Watch of the Month – Singulator Black Line
This Singulator is almost as beautiful at night as it is during the day, but very, very rare – and our Watch of the Month.
Although MeisterSinger’s mechanical single-hand watches follow the display principle of their historical forbears, they always manage to do things very differently. Ultimately, the watchmaker translates the design of imposing large clocks into a wrist-friendly format. The often functional typography and the typical use of double-digit hour numerals originate mainly from the early design language of technical measuring instruments. And because MeisterSinger watches are designed to give the wearer an overview of the course of the day, the single hour hand is at the center of the dial (although the Salthora is an exception).
The hour at the center
That’s why the Singulator, with its geometry typical of a standing pendulum clock, is also designed differently to the classical originals: Historical pendulum clocks, constructed as extremely exact standing or wall clocks, were made to precisely observe astronomical events or determine a time signal accurately to the second. They feature a minute hand at the center, and as it shouldn’t be covered over under any circumstances, the seconds and the hours less important for the purpose of the pendulum clock can be read on auxiliary dials at 12 and 6 o’clock.

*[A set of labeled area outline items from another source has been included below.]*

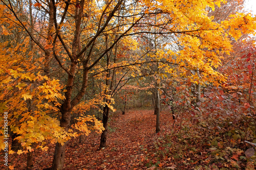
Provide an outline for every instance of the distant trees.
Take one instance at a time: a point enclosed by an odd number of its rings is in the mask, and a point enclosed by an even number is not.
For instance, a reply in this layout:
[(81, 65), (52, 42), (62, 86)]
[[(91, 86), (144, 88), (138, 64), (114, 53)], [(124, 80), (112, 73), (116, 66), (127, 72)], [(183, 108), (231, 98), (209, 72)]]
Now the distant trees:
[[(11, 131), (30, 152), (32, 143), (56, 142), (52, 169), (61, 169), (67, 141), (88, 134), (87, 122), (103, 131), (100, 148), (105, 146), (113, 96), (129, 80), (148, 75), (140, 69), (146, 64), (156, 65), (158, 108), (161, 81), (168, 76), (194, 83), (199, 75), (188, 70), (199, 68), (201, 82), (219, 84), (225, 78), (214, 68), (231, 52), (230, 37), (238, 39), (255, 28), (255, 19), (244, 14), (214, 21), (208, 11), (221, 2), (1, 0), (0, 105), (10, 113)], [(154, 37), (147, 50), (152, 54), (134, 46), (145, 35)], [(162, 48), (160, 36), (166, 41)], [(97, 79), (99, 94), (91, 91), (90, 102), (81, 103), (90, 85), (95, 90)], [(71, 128), (74, 108), (96, 105), (103, 107), (104, 130), (95, 117), (83, 114)]]

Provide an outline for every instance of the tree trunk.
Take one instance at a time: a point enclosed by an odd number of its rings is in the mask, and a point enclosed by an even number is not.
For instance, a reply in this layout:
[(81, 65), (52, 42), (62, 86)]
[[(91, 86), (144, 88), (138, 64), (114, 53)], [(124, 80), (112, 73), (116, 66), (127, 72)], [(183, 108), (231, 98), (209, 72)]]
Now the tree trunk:
[(108, 122), (109, 120), (109, 114), (110, 109), (109, 107), (105, 105), (103, 108), (103, 127), (105, 128), (105, 130), (103, 131), (101, 133), (101, 136), (100, 136), (100, 143), (99, 145), (99, 149), (104, 148), (106, 147), (106, 136), (108, 134)]
[(31, 169), (33, 167), (33, 152), (27, 154), (27, 169)]
[[(155, 24), (157, 23), (157, 15), (155, 16)], [(156, 32), (156, 28), (155, 28), (155, 32)], [(155, 54), (157, 54), (157, 35), (155, 34)], [(159, 63), (157, 62), (157, 72), (158, 73), (159, 79), (161, 80), (161, 77), (160, 76), (160, 70), (159, 70)], [(161, 84), (160, 82), (158, 83), (157, 81), (156, 84), (156, 108), (155, 112), (157, 115), (156, 118), (156, 133), (157, 133), (160, 131), (160, 89)]]
[(157, 133), (160, 131), (160, 95), (159, 91), (157, 90), (157, 99), (156, 99), (156, 111), (157, 114), (157, 119), (156, 119), (156, 133)]
[[(71, 112), (62, 110), (61, 119), (60, 119), (60, 127), (64, 128), (66, 131), (68, 131), (69, 129), (70, 124), (70, 119)], [(61, 144), (59, 142), (57, 142), (56, 144), (52, 170), (61, 170), (63, 169), (66, 144), (67, 142), (65, 142), (63, 145), (61, 145)]]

This hierarchical method of showing the time matches the MeisterSinger concept very well – when you turn it around – as with the Singulator the hour hand is at the center. If you don’t only want to know the time to the nearest five minutes but more exactly, the minutes and seconds are displayed on the small dials.

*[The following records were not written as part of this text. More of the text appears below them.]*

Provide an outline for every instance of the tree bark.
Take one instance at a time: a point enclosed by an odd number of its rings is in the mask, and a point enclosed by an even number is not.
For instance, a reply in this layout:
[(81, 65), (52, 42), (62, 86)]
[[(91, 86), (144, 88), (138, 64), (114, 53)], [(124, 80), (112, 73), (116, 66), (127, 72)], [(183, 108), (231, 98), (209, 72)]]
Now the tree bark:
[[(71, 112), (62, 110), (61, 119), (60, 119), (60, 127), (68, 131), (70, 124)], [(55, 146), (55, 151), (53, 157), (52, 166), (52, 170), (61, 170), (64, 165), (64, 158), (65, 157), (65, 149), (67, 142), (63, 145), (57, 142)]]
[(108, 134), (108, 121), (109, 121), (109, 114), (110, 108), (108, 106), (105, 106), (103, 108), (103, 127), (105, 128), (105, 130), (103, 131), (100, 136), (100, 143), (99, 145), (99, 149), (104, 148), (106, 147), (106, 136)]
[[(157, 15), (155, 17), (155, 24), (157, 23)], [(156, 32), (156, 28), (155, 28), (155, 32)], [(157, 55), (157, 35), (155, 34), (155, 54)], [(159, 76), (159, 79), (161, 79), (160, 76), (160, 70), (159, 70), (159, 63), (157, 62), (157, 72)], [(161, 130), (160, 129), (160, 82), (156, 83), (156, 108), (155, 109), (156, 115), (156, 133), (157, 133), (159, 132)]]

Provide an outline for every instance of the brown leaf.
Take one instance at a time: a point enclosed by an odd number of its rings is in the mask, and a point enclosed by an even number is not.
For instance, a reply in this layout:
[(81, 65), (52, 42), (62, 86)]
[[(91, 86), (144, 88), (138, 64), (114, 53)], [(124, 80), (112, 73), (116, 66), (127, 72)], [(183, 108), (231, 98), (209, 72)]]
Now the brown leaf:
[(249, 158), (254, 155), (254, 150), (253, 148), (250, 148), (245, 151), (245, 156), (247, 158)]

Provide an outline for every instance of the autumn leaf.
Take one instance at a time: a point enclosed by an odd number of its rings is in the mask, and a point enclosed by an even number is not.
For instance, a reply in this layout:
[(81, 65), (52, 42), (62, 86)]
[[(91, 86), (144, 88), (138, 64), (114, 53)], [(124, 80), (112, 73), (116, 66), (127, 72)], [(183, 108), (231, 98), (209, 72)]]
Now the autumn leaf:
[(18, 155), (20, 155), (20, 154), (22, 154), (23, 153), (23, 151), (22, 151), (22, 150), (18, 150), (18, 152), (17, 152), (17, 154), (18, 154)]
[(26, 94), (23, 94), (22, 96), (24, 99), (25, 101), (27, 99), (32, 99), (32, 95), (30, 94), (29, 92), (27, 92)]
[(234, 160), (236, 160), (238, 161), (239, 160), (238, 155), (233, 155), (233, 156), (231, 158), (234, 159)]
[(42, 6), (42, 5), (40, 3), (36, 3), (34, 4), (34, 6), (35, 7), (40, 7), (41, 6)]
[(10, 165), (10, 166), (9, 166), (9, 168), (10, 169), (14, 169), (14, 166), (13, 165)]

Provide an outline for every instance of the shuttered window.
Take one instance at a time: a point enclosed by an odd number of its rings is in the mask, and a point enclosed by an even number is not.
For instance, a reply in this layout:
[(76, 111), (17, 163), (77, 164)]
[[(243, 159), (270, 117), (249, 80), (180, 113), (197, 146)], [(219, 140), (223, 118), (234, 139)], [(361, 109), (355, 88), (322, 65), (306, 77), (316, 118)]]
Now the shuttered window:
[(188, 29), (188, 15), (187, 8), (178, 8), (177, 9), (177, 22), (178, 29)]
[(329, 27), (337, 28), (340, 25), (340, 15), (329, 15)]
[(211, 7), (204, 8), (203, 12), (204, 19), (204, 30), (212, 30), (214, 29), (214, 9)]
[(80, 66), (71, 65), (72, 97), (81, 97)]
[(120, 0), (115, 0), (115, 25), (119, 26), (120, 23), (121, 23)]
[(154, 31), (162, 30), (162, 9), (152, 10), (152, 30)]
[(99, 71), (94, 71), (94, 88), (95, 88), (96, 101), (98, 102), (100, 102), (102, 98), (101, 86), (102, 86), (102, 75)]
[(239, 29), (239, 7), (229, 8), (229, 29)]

Nice and slow – and with high precision
However, in this point, too, the Singulator is not really true to the MeisterSinger concept as it is not a single- but a three-hand watch. It has won a number of prestigious design awards, but has not been in the collection for a while. A Singulator is now available again, but only for a short time: Exactly 25 pieces of the jet-black version of this watch were built, with their indices and numerals in “Old Radium.”
It isn’t only its color, which together with the matt DLC-coated case emphasizes the instrumental character of the watch. The typography here is particularly striking and that’s why there is only enough space for markings at 02, 03, 04, 08, 09, and 10 o’clock. That is rather unusual, but nicely balanced by the double-digit numerals. And the “Old Radium” really looks like it has aged over decades. It glows for a very long time in the dark, which was not the case with classical pendulum clocks, of course. But a look through the glass exhibition back of the Singulator shows its technical relationship to historical timepieces, as typically, their regulating component oscillates very slowly at 0.5 hertz at one-second intervals. The Singulator’s Swiss hand-wound movement originates from the world of pocket watches and at 2.5 hertz is also comparatively sedate – and very precise at the same time.
As we said, it’s completely different, but still very similar – in both principle and essence.